RICHMOND, Va (WSET) Governor Terry McAuliffe says he still has work to do for Virginia before he leaves office next month, but says he's proud of what he's accomplished so far.

"We've now diversified the economy, unemployment has gone from 5.4% all the way to 3.6%, the lowest of any major state in America, and we brought in nearly 20 billion dollars in new capital investment. The most any governor had ever done was 13 (billion)," he says.

Among the things he says he's most proud of- restoring more rights than any governor has, transforming the way transportation dollars are spent, and bringing in craft brewers like Deschutes and Ballast Point, to name a few. He says those breweries in turn boost agriculture and local farmers, as well as tourism.

But McAuliffe says the most difficult point in his term, came just this August, in Charlottesville. "To see these people marching down the street, saying the most vile things I have ever heard about the African American community, about the Jewish Community.
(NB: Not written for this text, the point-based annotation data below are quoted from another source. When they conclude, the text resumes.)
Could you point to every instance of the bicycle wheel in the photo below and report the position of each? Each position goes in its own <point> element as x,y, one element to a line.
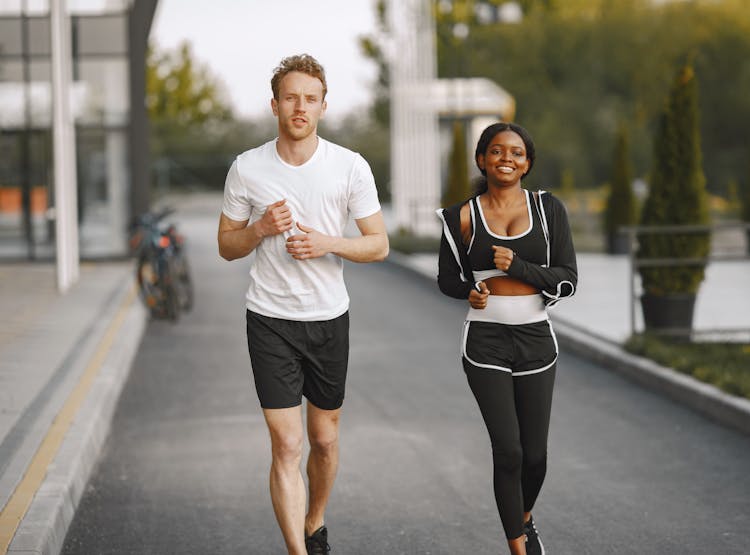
<point>147,276</point>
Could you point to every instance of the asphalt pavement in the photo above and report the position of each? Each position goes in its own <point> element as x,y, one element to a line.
<point>186,459</point>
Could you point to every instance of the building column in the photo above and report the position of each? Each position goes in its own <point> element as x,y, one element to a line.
<point>64,149</point>
<point>415,156</point>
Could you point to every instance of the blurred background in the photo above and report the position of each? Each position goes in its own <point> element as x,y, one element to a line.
<point>584,76</point>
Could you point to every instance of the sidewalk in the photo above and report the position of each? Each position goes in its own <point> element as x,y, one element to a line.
<point>64,360</point>
<point>596,322</point>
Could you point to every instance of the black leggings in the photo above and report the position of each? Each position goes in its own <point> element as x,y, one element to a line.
<point>516,410</point>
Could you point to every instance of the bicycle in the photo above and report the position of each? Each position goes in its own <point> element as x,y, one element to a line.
<point>162,272</point>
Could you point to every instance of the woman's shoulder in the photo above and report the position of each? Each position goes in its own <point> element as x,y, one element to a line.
<point>550,202</point>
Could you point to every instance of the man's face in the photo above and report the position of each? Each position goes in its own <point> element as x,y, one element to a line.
<point>300,105</point>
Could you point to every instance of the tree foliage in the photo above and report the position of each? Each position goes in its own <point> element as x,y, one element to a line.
<point>193,133</point>
<point>182,91</point>
<point>458,188</point>
<point>579,67</point>
<point>677,194</point>
<point>620,209</point>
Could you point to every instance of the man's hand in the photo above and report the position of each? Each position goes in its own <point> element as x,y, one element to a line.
<point>277,219</point>
<point>312,244</point>
<point>478,299</point>
<point>503,257</point>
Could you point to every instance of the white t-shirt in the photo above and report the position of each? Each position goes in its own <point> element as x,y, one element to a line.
<point>333,185</point>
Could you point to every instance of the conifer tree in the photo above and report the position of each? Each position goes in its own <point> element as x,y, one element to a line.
<point>458,170</point>
<point>677,194</point>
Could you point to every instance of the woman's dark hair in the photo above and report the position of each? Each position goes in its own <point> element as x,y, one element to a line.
<point>484,142</point>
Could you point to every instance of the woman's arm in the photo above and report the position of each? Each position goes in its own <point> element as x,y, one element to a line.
<point>560,278</point>
<point>454,276</point>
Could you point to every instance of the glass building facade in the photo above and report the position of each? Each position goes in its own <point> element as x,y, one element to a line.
<point>108,39</point>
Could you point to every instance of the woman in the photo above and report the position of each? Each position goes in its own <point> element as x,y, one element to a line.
<point>509,252</point>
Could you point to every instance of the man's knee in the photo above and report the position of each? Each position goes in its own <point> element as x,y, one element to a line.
<point>324,442</point>
<point>323,431</point>
<point>286,448</point>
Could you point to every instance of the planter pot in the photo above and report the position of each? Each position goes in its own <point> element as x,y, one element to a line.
<point>618,243</point>
<point>668,312</point>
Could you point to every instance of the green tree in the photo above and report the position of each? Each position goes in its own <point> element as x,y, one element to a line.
<point>193,134</point>
<point>458,188</point>
<point>620,209</point>
<point>370,46</point>
<point>180,90</point>
<point>677,194</point>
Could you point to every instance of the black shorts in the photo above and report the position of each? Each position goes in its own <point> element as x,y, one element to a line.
<point>292,358</point>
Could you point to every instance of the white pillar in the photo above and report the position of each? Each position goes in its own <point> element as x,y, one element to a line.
<point>415,145</point>
<point>64,151</point>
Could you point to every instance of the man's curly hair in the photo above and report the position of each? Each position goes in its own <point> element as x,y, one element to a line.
<point>304,63</point>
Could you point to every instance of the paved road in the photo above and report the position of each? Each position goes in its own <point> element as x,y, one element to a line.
<point>185,468</point>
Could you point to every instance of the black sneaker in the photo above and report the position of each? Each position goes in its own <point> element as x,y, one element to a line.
<point>534,545</point>
<point>317,544</point>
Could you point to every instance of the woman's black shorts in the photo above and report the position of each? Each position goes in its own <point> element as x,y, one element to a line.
<point>291,358</point>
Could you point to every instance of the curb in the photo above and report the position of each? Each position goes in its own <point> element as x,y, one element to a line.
<point>45,524</point>
<point>729,410</point>
<point>704,398</point>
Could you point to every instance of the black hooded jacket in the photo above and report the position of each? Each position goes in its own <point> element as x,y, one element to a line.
<point>557,279</point>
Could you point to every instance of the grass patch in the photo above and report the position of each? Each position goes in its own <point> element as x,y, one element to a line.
<point>725,365</point>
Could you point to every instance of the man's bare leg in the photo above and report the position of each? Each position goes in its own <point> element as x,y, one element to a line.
<point>287,485</point>
<point>323,462</point>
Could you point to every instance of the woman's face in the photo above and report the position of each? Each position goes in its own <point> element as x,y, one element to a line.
<point>505,160</point>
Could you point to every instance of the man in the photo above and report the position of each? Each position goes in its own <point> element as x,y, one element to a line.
<point>288,201</point>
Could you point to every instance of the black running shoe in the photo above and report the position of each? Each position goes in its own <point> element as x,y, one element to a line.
<point>317,544</point>
<point>534,545</point>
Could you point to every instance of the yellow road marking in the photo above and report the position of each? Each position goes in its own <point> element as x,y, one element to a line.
<point>20,501</point>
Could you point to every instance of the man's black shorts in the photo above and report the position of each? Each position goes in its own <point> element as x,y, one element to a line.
<point>292,358</point>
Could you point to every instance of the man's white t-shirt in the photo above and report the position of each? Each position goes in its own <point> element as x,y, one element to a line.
<point>333,185</point>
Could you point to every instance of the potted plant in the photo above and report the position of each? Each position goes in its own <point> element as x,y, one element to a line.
<point>677,196</point>
<point>459,186</point>
<point>620,209</point>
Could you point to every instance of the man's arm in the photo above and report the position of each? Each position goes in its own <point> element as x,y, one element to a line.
<point>237,239</point>
<point>371,246</point>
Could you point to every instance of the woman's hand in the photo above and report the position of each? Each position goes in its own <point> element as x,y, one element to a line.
<point>503,257</point>
<point>478,299</point>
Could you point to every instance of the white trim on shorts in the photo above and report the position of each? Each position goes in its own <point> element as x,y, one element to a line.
<point>510,311</point>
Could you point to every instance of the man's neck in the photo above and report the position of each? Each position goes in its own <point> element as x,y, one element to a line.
<point>294,152</point>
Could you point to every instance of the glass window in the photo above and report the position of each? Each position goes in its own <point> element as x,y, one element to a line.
<point>39,35</point>
<point>37,7</point>
<point>105,94</point>
<point>12,7</point>
<point>102,35</point>
<point>97,6</point>
<point>10,36</point>
<point>41,93</point>
<point>12,105</point>
<point>11,71</point>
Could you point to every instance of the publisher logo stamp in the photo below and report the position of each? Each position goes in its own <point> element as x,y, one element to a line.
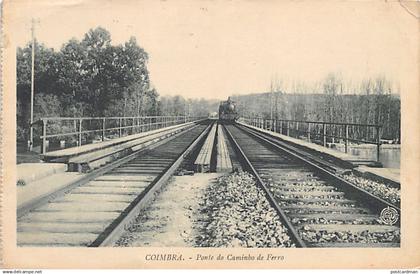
<point>389,215</point>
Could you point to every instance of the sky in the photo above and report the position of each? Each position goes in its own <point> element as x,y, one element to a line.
<point>213,49</point>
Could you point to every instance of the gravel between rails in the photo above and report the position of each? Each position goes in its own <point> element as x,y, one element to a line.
<point>239,215</point>
<point>382,190</point>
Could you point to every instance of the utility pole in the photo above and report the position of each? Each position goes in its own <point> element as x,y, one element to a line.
<point>31,130</point>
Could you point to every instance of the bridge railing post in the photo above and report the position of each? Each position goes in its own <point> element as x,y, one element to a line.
<point>103,129</point>
<point>346,140</point>
<point>378,142</point>
<point>80,132</point>
<point>44,135</point>
<point>309,132</point>
<point>119,127</point>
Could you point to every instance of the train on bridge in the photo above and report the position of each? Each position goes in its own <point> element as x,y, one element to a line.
<point>228,111</point>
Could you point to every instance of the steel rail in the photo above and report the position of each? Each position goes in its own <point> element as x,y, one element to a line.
<point>33,204</point>
<point>292,231</point>
<point>115,230</point>
<point>366,197</point>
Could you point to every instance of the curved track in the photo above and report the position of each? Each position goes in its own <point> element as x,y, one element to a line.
<point>95,211</point>
<point>319,208</point>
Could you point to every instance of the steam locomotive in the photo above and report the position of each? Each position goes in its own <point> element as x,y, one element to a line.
<point>227,111</point>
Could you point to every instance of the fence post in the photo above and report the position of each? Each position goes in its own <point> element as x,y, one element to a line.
<point>378,142</point>
<point>309,132</point>
<point>44,136</point>
<point>119,130</point>
<point>80,132</point>
<point>103,129</point>
<point>347,138</point>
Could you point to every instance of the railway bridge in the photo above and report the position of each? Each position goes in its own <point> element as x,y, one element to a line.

The hatred. The bigotry," McAuliffe reflected.

He says the hardest thing he had to do in office.. was the speech he gave that day. "I had such anguish about what I had seen but it was really tough on me because 5 minutes before I walked out to give that speech, I was just informed that the helicopter I fly in,Trooper One, had gone down, and my pilot and former member of my security detail were killed that day. "

We asked the Governor about the Jens Soering case. Soering first confessed to killing his girlfriend's parents, Nancy and Derek Haysom in Bedford County back in 1985. He then recanted, saying he had only confessed to save his girlfriend, Elizabeth Haysom's life. As the son of a German diplomat, he says he thought he'd be sent back to Germany to serve out his time there. He is now requesting an absolute pardon from the Governor, insisting he's innocent.

"I take this very seriously, but it has to go through the process and the time it is done it will be done and no politics or no letters to the editor or phone calls to me is going to sway that." McAuliffe says the investigation will not be done before he leaves office, so it will be Governor-elect Ralph Northam's decision.

So what's next for the Governor? We tried to get him to commit to an answer either way on whether he's considering a run for the presidency.

"I mean I never take anything off the table. I don't. I'd like to be the pope. I'd like to be Tom Brady's backup quarterback, " he laughs. "I love life! And I go for it. and I just don't take anything off the table." He says he has loved every minute of his time in office because of his ability to help people, and agrees a president has the same type of ability.

McAuliffe says he'll spend the next year traveling the country on speaking engagements, campaigning for other governors, and doing charitable work, but he says he'll continue working on Virginia's affairs right up until Ralph Northam is sworn in on January 13, 2018.